We estimated delay distributions in the province of Ontario, Canada, between 2006 and 2010. To do so, we used encrypted health insurance numbers to link 1.34 billion health care billing records to 4.27 million hospital inpatient stays. Because the four year period we studied included three typical influenza seasons and the 2009 influenza pandemic, we were able to compare the delay distributions in non-pandemic and pandemic settings. We also estimated conditional probabilities such as the probability of hospitalization within the year if diagnosed with influenza.
In non-pandemic [pandemic] years, delay distribution medians (inter-quartile ranges) were: Service to Admission 6.3 days (0.1–17.6 days) [2.4 days (-0.3–13.6 days)], Admission to Discharge 3 days (1.4–5.9 days) [2.6 days (1.2–5.1 days)], Admission to Death 5.3 days (2.1–11 days) [6 days (2.6–13.1 days)]. (Service date is defined as the date, within the year, of the first health care billing that included a diagnostic code for influenza-like-illness.) Among individuals diagnosed with either pneumonia or influenza in a given year, 19% [16%] were hospitalized within the year and 3% [2%] died in hospital. Among all individuals who were hospitalized, 10% [12%] were diagnosed with pneumonia or influenza during the year and 5% [5%] died in hospital.
Our empirical delay distributions and conditional probabilities should help facilitate more accurate forecasts in the future, including improved predictions of hospital bed demands during influenza outbreaks, and the expected effects of hospitalizations on epidemic dynamics.
Influenza is a major global health concern that accounts annually for tens of thousands of deaths in North America [1, 2] and approximately 400,000 deaths worldwide . Much effort has been invested in mathematical modeling of influenza dynamics in order to design improved control strategies [4, 5] and to estimate their economic impacts . A fundamental limitation of such studies is a lack of quantitative information concerning the relationships between influenza infection and health care system utilization. In particular, how should we expect changes in influenza transmission dynamics induced by control measures [5, 7, 8] to translate into (i) changes in influenza-associated visits to physicians’ offices or hospitals and (ii) health care system burdens from influenza-associated hospitalizations?
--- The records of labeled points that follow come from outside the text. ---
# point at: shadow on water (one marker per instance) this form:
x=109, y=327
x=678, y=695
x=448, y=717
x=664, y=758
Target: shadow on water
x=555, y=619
Here we reduce this knowledge gap by exploiting an unusual data set made available to us through a special agreement with Statistics Canada. These data include linked health records over a number of years, allowing us to estimate the distributions of times from influenza diagnosis to hospital admission, and hospital admission to discharge or death.
Access to anonymized individual health records was obtained through a Memorandum of Understanding (MoU) between the Ontario Ministry of Health and Long-term Care (MOHLTC) and Statistics Canada. The MoU defined a joint project on enhancing access to Ontario health data by the research community. Administrative databases were made available by MOHLTC to Statistics Canada, who facilitated record linkage by providing an encrypted health insurance number (EHIN) in each record. Files were made available to us in the Statistics Canada Research Data Centre (RDC) at McMaster University.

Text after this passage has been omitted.